According to cognitive behavioral perspectives, specific situational cues or contextual events activate schema-driven processing of information about and self-evaluations of one’s physical appearance. Thus, appearance self-schematic persons place more importance on, pay more attention to, and preferentially process information relevant to their appearance. Precipitating events may include, for example, situations that accentuate one’s looks or social scrutiny, interpersonal feedback about one’s appearance, mirror exposure, media exposure to idealized images, wearing certain clothing, exercising, or changes in appearance. As a result of past experiences, certain situations represent classically conditioned stimuli whereby individuals reflectively respond with particular emotions and thought patterns.

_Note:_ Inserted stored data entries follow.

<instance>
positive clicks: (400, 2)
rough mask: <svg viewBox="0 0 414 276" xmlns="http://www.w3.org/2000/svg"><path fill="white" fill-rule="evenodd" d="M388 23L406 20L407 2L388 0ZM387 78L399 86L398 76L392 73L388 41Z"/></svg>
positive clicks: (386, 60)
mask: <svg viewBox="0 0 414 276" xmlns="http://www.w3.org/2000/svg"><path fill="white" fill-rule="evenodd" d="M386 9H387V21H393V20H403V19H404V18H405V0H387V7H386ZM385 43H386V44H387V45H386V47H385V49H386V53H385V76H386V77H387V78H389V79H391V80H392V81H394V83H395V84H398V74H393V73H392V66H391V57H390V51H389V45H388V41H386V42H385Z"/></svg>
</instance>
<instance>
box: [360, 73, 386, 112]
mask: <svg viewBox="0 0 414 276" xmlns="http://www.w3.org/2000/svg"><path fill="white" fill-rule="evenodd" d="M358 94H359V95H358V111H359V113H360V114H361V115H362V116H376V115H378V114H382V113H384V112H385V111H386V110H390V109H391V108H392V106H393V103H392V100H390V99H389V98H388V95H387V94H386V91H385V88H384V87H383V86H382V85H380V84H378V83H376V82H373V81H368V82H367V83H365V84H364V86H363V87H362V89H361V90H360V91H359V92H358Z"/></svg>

Often the activating situations and events are not in the present but are recalled or anticipated contexts. For example, a person may mentally ‘replay’ a past event that represented a body image stressor. For anticipated contexts, individuals process expectancies about what might occur in the future. They envision, imagine, and experience these situations and react in accordance with their anticipatory thoughts and feelings. Thus, activating events should not be regarded as limited to what actually transpires in some external situation.

Provocative contexts, whether external or internal, produce resultant internal dialogues (sometimes termed ‘private body talk’) that involve emotion-laden automatic thoughts, inferences, interpretations, and conclusions about one’s physical appearance .

Among individuals with problematic body image evaluations and self-schemas, these inner dialogues are habitual, faulty, and dysphoric. Thought processes may reflect various errors or distortions, such as dichotomous thinking, arbitrary inferences, emotional reasoning, overgeneralization, biased social comparisons, and magnification of perceived physical shortcomings.